Despite claims that the industry is working on mechanisms to make LLMs have greater information integrity, there is no general way to assure that they provide fundamentally factual information without narrowly confining their subject matter and responses because they literally have no understanding of what is ‘true’. While they’ve made good strides in making the models less prone to obviously ‘hallucinations’ (a misapplied term that masks what is really causing mangled responses) and have worked to develop filtering algorithms to catch obvious mistruths, any response that requires syntactical interpretation or that involves complex semantics will have a significant likelihood of giving a misleading or incorrect response. In short, it is objectively inappropriate to use such machines for ‘fact-checking’ or to provide information where accuracy and truthfulness is crucial.

Stranger

“Whether you trust OpenAI—a company that has been anything but transparent about its acquisition and use of training data—to follow their own claims of users being able to opt out is beyond a question of fact, but even though the development arm of OpenAI is ostensibly a non-profit research foundation, it is funded and does work in support of what is intended to be a profit-earning ‘subsidiary’ that is highly motivated to make a return on the massive investment that has gone into developing and training their GPT models, as is their main investor, Microsoft, Inc, a company with a long line of ethically and legally dubious business practices. [snip] All of these developers are becoming increasingly hungry for data to expand their training sets because of what massive amount of information they need to make these models capable of such sophisticated responses, so they are highly motivated to find novel data, particularly that which is applicable to their users.”

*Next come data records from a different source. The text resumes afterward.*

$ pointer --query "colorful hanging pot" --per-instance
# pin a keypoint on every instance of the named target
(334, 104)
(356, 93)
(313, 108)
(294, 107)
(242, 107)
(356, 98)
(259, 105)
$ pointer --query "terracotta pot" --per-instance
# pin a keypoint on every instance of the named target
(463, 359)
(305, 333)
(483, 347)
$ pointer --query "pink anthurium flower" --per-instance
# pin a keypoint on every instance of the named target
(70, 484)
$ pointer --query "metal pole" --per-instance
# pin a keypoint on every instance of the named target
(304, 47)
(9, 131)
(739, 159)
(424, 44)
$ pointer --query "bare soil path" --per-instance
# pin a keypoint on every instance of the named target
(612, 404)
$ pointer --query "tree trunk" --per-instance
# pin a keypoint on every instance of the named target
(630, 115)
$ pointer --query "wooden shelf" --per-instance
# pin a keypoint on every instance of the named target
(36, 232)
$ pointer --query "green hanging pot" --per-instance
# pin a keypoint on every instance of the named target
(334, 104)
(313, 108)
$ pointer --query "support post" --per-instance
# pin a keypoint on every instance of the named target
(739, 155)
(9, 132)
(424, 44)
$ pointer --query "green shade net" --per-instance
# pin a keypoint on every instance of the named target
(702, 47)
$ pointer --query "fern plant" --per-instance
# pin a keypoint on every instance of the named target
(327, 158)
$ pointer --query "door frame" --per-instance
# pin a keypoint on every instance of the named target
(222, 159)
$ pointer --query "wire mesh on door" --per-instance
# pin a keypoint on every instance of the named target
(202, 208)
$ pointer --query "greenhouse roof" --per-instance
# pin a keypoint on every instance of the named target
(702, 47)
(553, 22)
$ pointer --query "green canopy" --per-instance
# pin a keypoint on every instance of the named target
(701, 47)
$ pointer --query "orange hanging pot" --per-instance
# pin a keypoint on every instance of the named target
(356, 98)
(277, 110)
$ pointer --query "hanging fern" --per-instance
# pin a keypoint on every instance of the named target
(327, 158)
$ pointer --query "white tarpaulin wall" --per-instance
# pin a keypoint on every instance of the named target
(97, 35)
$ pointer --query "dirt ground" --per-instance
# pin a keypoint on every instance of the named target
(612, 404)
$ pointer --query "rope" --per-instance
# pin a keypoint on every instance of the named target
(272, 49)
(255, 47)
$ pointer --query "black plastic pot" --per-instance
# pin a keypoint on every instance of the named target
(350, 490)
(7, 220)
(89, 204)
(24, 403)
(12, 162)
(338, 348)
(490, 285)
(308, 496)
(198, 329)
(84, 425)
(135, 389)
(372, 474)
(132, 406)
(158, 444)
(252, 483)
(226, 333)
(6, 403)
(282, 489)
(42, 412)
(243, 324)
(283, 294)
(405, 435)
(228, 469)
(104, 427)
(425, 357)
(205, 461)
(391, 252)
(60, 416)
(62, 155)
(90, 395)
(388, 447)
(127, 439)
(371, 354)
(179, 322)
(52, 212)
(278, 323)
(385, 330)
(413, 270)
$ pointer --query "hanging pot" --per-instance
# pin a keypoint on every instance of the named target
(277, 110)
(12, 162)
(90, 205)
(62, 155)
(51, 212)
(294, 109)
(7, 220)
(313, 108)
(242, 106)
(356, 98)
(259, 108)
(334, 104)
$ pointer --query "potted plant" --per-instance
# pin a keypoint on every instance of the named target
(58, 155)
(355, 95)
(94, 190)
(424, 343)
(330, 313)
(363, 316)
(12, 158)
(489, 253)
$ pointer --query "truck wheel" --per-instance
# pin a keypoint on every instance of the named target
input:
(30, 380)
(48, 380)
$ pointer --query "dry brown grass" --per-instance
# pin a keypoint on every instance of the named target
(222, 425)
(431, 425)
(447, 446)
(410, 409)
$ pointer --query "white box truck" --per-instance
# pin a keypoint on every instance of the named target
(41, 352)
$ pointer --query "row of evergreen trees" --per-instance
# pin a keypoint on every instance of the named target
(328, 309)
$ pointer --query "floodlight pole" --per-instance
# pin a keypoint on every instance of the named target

Thank you, Stranger. You’ve addressed my concerns clearly and eloquently. Major privacy breaches happen frequently in the business world, so the so-called accidental migration of terabytes of private content over to a company’s AI training team isn’t hard to imagine, especially given the financial incentives resulting from such a leak and the difficulty a user would face in proving a leak and actual damages occurred.

In general, you will need to check the TOS and, then, continue to check it every time that it asks you to review it again (which companies should do if they change anything or if they don’t recall your answer between sessions).